Prisons offer a public health opportunity to access a group with multiple and complex needs and return them to the community with improved health. However, prisons are not…

Abstract

Purpose

Prisons offer a public health opportunity to access a group with multiple and complex needs and return them to the community with improved health. However, prisons are not conducive to optimal health and there are few frameworks to guide efforts. This study aims to generate insights into health literacy across a young adult prison population, specifically examining the level of limitations, barriers and characteristics associated with these limitations.

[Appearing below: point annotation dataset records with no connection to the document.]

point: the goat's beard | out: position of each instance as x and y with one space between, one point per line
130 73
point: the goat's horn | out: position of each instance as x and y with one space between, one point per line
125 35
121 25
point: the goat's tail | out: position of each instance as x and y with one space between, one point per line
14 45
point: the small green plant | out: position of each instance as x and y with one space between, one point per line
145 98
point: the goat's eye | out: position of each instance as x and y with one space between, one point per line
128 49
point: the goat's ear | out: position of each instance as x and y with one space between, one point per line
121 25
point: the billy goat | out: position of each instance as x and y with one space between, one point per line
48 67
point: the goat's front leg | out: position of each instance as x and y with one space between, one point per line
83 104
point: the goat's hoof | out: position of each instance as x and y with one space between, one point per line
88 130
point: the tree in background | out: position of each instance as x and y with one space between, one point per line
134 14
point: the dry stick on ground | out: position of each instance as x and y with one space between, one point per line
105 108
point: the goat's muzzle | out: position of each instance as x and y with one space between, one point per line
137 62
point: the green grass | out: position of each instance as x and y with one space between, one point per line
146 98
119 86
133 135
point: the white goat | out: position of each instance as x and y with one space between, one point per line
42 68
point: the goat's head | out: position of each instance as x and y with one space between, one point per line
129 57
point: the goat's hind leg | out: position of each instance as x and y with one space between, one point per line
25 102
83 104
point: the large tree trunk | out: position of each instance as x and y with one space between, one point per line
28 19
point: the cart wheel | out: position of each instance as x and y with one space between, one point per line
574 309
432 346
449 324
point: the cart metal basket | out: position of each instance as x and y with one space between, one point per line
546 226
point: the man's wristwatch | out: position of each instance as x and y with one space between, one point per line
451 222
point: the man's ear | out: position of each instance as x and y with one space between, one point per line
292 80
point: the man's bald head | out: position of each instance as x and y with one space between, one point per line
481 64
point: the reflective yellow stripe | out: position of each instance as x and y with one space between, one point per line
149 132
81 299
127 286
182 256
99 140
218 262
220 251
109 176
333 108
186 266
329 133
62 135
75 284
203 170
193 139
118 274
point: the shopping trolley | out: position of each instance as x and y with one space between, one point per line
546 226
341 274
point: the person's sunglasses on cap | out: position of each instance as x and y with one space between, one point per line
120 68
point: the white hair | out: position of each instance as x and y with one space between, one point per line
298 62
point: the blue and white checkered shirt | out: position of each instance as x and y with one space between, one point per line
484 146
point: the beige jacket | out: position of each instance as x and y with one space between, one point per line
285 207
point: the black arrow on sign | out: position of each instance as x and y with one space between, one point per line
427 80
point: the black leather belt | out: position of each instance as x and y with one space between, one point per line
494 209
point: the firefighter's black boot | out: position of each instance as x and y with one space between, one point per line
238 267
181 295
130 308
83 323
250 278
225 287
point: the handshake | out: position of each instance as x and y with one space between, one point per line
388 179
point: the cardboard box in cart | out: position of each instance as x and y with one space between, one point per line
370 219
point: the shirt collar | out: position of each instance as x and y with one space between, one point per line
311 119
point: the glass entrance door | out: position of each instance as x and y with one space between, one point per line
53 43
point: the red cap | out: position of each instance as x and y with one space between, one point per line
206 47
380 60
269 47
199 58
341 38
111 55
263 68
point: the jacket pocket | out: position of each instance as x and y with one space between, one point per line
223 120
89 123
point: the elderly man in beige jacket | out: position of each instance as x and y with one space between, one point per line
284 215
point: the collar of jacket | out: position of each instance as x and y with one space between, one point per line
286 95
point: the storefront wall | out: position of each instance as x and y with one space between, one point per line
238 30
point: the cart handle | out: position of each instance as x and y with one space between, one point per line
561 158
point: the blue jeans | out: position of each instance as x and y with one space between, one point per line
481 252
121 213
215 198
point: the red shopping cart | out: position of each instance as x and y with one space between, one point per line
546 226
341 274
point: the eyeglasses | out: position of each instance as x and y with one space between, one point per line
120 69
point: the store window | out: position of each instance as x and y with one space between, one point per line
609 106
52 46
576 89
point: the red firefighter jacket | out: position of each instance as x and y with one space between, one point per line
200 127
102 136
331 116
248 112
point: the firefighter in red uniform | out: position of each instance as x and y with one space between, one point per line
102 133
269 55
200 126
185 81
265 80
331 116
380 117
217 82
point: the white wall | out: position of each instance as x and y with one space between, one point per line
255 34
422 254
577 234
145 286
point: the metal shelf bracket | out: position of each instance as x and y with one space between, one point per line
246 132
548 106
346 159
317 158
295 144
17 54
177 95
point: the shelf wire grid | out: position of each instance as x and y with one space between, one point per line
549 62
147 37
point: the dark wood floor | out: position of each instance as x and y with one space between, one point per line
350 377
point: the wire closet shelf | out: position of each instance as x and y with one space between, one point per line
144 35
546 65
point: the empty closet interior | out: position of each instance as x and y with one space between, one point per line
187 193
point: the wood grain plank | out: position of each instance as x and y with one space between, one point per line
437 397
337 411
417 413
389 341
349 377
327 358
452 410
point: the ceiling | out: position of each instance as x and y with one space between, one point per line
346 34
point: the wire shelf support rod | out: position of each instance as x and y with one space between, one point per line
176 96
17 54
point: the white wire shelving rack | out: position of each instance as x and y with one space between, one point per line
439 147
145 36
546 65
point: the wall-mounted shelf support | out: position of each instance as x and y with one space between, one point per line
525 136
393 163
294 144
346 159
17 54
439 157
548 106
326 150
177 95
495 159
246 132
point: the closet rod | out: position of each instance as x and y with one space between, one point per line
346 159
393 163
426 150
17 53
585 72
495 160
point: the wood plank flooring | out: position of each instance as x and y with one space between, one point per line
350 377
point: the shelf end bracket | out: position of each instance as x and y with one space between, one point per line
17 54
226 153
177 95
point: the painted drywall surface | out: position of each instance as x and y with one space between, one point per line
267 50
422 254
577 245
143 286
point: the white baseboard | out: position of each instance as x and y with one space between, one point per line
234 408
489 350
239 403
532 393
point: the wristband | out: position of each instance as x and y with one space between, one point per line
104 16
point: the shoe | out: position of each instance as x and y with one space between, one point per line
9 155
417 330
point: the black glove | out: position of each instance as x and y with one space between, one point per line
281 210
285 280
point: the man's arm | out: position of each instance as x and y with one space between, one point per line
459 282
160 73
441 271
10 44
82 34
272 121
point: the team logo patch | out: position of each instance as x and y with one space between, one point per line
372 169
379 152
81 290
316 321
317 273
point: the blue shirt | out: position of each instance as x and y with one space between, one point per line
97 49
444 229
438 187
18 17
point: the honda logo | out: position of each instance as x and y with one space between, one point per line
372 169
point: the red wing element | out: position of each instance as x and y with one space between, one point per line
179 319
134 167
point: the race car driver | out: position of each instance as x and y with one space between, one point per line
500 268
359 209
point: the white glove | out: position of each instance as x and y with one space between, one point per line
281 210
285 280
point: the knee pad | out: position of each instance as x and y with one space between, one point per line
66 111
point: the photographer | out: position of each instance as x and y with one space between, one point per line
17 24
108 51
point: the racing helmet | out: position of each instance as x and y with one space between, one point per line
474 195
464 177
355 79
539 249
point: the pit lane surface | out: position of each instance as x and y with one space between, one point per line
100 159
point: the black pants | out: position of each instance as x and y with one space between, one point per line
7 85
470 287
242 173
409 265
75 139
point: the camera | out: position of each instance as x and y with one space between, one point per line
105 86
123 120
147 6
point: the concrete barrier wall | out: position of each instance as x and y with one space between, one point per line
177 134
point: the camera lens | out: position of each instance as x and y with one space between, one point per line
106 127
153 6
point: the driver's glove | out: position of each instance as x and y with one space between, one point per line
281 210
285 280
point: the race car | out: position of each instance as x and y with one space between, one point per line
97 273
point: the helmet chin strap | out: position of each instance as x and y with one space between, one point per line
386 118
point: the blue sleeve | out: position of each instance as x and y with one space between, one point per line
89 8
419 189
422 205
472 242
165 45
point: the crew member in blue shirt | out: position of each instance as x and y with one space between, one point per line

Design/methodology/approach

The study took place in a single prison in England for young adult men aged 18–21 years old. A mixed-methods design was adopted with 104 young men completing a quantitative survey and qualitative semi-structured interviews with 37 young men.

Findings

72% (n = 75) of young men scored as limited in their health literacy. Barriers included structural restrictions, limited access to formal support and social and natural disruptions. No demographic characteristics or smoking intentions/behaviours predicted limited health literacy, but characteristics of the prison were predictive. Physical problems (sleep, nausea, tiredness and headaches), mental health and well-being (anxiety, depression and affect) and somatisation problems were also predictive of limitations.

Practical implications

Prison healthcare services and commissioners should undertake regular health literacy needs assessments to support developments in reducing barriers to healthcare and increasing health improvement efforts. Action also requires greater political will and investment to consider broader action on the wider determinants of (prison) health.

Originality/value

The study provides a framework to understand and guide prison health efforts and highlights attention needed at the level of governments, prison leaders and their health systems.